Another of his epithets, Epaktaios, also speaks to the liminal nature of this god. Here, Poseidon is of the shoreline, between land and sea. It is not difficult to see him standing guard at the shore as Gaiêokhos, holder of the earth; this parallel to guarding the sanctuary of Hestia suggests a role that Poseidon might play in mysteries, barring the door to a space he cannot or will not enter.
Prosklustios, who dashes against, is Poseidon in his power but also Poseidon between. Here he might be seen as the protector of the sacred precincts, testing the walls of Troy to detect any weakness. The theoi are often masters of opposing forces, and this epithet also suggests the wearing down of defenses, the seemingly inevitable destruction which ocean brings to earth. Much is written about how the gods seek to break down and rebuild us better than we were; Poseidon dashes against the walls around our vulnerable parts, seeking or creating an opening through wish to wash away all flaw with the purifying force of the sea.
In another sense, Poseidon stands at the doorway of death. His temple at Tainaron was a psychopompeion, a gate to the realm of Hades. Poseidon is said to have received that place in return for giving Pytho to Apollon, and the temple there was a place of sanctuary, oneiromancy, and necromancy. This suggests he stands between his elder and younger brother, facilitating congress with his siblings; Apollon receiving the premiere oracular function in return for this relationship suggests the nature of the sacrifice involved.
Does this mean that Poseidon does not use oracles? Not necessarily, although those he did use may have been connected to death. Perhaps that was due to the dearth of active worshipers Haides had to choose from, and a need for there to be oracles connected to the underworld as much as Delphi received words spoken on high.

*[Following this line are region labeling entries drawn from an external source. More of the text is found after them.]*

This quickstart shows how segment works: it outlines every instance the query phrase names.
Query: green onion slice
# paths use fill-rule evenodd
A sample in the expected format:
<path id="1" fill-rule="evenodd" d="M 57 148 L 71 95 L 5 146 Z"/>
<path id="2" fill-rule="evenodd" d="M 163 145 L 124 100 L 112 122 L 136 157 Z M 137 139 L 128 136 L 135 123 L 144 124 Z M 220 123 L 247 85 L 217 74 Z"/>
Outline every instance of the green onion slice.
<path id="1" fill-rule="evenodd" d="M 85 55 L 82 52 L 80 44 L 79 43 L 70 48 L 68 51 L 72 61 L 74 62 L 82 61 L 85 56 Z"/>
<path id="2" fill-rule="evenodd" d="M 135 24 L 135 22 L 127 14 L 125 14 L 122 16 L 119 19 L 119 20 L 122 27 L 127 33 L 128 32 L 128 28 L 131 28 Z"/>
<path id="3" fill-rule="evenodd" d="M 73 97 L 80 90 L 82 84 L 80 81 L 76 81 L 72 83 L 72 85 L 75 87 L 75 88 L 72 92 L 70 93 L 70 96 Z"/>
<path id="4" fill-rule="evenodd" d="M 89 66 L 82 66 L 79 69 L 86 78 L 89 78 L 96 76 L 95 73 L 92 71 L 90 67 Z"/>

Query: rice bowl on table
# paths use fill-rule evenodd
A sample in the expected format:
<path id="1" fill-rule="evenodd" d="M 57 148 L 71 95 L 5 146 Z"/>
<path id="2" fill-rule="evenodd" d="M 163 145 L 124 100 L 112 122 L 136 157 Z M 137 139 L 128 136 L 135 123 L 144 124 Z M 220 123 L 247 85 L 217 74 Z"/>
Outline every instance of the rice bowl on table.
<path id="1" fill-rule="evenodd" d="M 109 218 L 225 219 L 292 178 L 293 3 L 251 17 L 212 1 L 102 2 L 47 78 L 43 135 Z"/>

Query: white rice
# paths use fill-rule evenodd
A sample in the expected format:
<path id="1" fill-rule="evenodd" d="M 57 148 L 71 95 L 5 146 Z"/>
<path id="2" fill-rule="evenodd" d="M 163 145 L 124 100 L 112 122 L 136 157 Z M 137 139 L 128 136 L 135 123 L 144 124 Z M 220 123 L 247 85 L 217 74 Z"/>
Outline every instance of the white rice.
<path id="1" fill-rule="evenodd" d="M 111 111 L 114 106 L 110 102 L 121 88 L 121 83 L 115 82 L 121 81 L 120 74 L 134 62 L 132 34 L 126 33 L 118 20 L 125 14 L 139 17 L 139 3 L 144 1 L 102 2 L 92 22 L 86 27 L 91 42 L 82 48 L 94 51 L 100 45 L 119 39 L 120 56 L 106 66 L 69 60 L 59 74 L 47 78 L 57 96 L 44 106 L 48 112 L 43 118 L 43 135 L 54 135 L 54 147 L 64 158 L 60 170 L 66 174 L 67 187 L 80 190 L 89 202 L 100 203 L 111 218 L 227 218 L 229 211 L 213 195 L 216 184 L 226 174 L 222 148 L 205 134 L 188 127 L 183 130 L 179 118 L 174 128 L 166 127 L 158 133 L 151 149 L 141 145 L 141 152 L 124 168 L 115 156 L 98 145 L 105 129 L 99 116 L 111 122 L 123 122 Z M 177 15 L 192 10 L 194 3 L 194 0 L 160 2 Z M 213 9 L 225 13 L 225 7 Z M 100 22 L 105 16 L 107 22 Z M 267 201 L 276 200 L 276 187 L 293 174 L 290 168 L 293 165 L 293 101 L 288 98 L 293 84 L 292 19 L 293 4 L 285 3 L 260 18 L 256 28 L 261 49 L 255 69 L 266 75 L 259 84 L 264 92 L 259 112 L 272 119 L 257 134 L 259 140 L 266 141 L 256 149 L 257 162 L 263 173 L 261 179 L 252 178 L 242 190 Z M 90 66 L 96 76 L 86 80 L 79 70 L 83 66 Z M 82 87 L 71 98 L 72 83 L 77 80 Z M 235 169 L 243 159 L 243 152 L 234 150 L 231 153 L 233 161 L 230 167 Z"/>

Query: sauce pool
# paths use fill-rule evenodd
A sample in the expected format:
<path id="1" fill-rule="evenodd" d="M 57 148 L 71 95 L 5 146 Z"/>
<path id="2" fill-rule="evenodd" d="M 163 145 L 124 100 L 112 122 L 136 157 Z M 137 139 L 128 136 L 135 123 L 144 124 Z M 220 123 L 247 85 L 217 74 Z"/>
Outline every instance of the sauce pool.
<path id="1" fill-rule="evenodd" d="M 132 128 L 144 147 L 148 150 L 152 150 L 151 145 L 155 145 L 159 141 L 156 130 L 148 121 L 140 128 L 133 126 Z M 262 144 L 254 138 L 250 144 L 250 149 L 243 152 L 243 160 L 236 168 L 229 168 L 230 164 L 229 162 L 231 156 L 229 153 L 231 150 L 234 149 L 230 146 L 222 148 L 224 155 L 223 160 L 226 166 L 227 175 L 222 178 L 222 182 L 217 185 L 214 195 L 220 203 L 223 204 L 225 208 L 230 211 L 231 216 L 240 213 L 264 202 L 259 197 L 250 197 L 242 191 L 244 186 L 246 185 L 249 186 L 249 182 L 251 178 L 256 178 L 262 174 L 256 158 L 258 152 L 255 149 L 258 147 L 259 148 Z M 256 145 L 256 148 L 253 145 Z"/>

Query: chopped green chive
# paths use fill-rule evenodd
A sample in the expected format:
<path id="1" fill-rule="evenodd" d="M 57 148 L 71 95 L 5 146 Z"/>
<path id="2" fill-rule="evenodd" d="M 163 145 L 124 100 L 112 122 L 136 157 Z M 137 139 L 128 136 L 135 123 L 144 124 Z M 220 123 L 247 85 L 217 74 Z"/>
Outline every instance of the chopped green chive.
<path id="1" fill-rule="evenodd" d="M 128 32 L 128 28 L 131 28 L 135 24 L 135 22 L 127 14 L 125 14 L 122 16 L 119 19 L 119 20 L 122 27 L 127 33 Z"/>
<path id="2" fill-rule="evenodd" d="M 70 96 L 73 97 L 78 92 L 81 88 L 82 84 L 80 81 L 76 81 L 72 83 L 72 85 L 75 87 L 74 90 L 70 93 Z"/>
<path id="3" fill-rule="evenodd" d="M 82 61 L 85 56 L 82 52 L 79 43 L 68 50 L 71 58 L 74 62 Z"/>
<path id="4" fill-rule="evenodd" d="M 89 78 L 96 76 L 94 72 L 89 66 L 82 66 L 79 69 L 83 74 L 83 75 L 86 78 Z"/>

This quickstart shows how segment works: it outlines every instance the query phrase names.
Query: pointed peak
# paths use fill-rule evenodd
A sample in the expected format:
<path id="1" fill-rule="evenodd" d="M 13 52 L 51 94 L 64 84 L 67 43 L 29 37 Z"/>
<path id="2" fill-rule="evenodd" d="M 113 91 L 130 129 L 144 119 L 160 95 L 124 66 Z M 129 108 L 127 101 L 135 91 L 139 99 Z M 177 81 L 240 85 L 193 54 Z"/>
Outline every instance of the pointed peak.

This jibes with another gnosis I have had about Poseidon, that he has a preference for mortals past a certain age — maturity level might be a better way to put it — in certain relationships with him. The longer we live, the more likely we are to have stood at the gateway of death ourselves, or in companionship with one who is crossing over. The longer we live, the more likely we are to know loss. The longer we live, the more likely we are to be ready to hear words tinged with death, as the drowning sea is tinged with salt and the gaping vent is tinged with magma.
I have been called to do oracular work for Poseidon, which will take place on the first Thursday following the first Monday of each Athenian month, beginning Hekatombaion of olympiad 699, year 2; I expect this work will last for a full year as a continuation and evolution of my priest-craft. That means the dates will be July 19, August 16, September 20, October 18, November 15, and December 13, 2018; January 17, February 14, March 14, April 11, May 9, June 13, and July 11, 2019. I will post a call for questions ahead of each session.
While I am not permitted to ask for payment for these sessions, oracular work is an intense process which is physically and spiritually demanding on the worker, and as such is a service which has significant value. In short, this is a gift to the community as much as it is to me, and if I am permitted to continue beyond these dates, I plan on charging at that time. For these sessions, an offering to Poseidon by the querent will be all that is required.